Engaging the Elephant

In a time of economic challenges, we need a better understanding of how and why people change. Traditional change management initiatives clearly are not enough. The secret to successful change is engaging the elephant.

If you are serious about leading change, you must become an elephant whisperer. You must learn how to engage the elephant.

This is a clear message that emerged from some recent conversations among law firm KM professionals about Chip and Dan Heath’s book, Switch: How to Change Things When Change is Hard. This book reveals and addresses the business world’s fatal misunderstandings about how change happens. In a workplace (like a law firm) that prizes analytical work, it can be tempting to take an entirely rational approach to change: explain why we need to change and what we must accomplish. Such approach assumes that all of us would act in the desired way if only we understood the issue. However, if that were the case, there would be no more smokers in the world.

What’s the Elephant?

It’s not just a matter of knowledge. (See Change or Die.) The Heath brothers use a metaphor developed by Jonathan Haidt to explain why: in terms of physical mass, the rational, analytical part of the brain is significantly smaller than the emotional, reflexive, habit-based part of the brain. Haidt likens their relative sizes to that of a rider on an elephant. While the rational rider can try to exert some control in some things, whenever a meaningful difference of opinion with the emotional elephant arises, the elephant always wins.

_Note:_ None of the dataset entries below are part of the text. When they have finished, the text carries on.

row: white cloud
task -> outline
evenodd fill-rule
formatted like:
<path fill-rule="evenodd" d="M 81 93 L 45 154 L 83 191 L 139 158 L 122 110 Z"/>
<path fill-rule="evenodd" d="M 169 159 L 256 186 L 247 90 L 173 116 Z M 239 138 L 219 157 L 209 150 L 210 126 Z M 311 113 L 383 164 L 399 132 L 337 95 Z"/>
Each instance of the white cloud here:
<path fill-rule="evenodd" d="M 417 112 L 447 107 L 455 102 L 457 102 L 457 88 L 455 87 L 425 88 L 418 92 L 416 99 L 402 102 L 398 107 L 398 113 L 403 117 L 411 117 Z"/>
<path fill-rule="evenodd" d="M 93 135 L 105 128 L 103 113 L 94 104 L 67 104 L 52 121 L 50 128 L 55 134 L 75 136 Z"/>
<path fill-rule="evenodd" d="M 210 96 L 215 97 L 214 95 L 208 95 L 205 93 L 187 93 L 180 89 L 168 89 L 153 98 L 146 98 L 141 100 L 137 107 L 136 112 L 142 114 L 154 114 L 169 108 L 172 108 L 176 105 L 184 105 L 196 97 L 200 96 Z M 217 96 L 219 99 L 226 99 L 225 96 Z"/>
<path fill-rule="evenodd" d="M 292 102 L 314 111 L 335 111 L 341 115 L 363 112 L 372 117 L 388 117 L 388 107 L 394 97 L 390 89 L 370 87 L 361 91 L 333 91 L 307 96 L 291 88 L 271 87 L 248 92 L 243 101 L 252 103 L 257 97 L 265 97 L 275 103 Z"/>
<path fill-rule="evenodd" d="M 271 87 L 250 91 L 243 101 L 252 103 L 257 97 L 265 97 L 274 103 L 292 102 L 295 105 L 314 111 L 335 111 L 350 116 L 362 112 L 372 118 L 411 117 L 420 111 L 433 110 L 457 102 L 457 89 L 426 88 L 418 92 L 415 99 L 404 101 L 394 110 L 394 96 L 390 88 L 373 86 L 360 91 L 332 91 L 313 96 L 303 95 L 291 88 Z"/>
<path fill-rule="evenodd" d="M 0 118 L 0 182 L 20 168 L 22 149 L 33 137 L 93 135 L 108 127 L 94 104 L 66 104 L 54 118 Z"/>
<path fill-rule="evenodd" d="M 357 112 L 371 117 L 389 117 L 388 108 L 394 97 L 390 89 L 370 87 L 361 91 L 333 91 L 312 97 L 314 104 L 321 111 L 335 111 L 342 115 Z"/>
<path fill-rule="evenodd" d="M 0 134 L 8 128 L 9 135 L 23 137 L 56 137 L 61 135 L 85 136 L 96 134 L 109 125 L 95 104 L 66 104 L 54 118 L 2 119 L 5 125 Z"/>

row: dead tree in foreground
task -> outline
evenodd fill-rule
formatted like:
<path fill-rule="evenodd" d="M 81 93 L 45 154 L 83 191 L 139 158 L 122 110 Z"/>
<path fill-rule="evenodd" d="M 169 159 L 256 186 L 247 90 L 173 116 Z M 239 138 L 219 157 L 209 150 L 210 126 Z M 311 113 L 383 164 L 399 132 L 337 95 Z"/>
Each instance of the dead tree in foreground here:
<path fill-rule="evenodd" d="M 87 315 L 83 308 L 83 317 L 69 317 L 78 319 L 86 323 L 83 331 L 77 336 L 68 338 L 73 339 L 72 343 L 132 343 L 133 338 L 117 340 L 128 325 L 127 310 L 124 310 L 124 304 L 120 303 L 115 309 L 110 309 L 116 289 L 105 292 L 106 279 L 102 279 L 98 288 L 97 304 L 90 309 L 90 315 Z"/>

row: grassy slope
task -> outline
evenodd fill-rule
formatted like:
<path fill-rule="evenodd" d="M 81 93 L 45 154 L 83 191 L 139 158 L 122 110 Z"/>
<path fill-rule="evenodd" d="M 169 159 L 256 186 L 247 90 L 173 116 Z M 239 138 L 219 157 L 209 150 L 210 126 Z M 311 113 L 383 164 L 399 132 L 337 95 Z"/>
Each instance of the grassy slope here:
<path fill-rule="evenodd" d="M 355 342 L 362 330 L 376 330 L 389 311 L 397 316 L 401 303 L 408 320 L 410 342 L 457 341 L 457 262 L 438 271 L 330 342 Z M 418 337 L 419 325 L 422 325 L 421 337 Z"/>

But before you condemn elephants as a burden, remember that they provide the strength and drive to move us past thinking (which is the rider’s forté) to doing. There can be no successful execution of a plan without the elephant.

Elephant Tactics

So wise leaders must learn how to engage the elephant in a change initiative. Thankfully, the Heath brothers have some tactical advice on this:

  • Elephants Have Feelings Too. In fact, elephants are a mass of feelings and will not move until their feelings are engaged. The way to access those feelings is to show them something that connects at a gut level and inspires a desire for change. This can be introducing them to the beneficiaries of their work or the casualties of the current system. Do what it takes to help them believe that the status quo must not continue.
  • Elicit Better Emotions. Traditional change management advice has started with creating a “burning platform.” This means stoking feelings of crisis, anxiety, and fear. However, while those negative feelings may be useful to trigger specific short-term action (e.g., fight or flight), they cannot sustain long-term change. By contrast, positive emotions such as enthusiasm, joy, and optimism tend to broaden our perspectives (making room for more curiosity and creative thinking) and strengthen our motivation to do, learn, and grow.
  • Shrink the Change. Rather than simply stating an ambitious goal and then walking away, the elephant whisperer identifies the smallest useful change in the right direction, gets the elephant focused on that task, and shows how that elephant already has the ability to complete the task successfully. This meets the elephant’s need for immediate payoff and reduces its fear of failure. Meaningful small wins build confidence and hope, which make the elephant more willing to take the next step, and the one after that. This snowball effect boosts motivation for the long haul.
  • Grow Your People. The best way to help people step up is to help them grow into precisely the kind of people who would embrace the desired change. By helping them form this identity, you help them develop a personal framework by which to adopt positive behaviors and reject negative ones. While this doesn’t happen overnight, it can happen over time if they cultivate a growth mindset. According to Carol Dweck who first coined this phrase, people with a growth mindset believe that abilities are like muscles that can be developed with practice. So putting in the work and learning from failure are worth doing. By contrast, people with a fixed mindset believe they are stuck with who they are and what they’ve got so it is not possible to change and grow. Consequently, fixed mindset people avoid challenge and failure while growth mindset people have the resilience to tackle challenge and the optimism to succeed despite failure.

The Elephant is Critical for Success

To be clear, the message of this book is NOT to toss out your planning and rational arguments for change. Rather, it is a plea that you don’t stop there. Be sure that you are providing the rider with the clarity it needs. And then, crucially, boost the motivation and confidence of the elephant so that its strength can carry you through to success.

If you are committed to change, you must engage the elephant.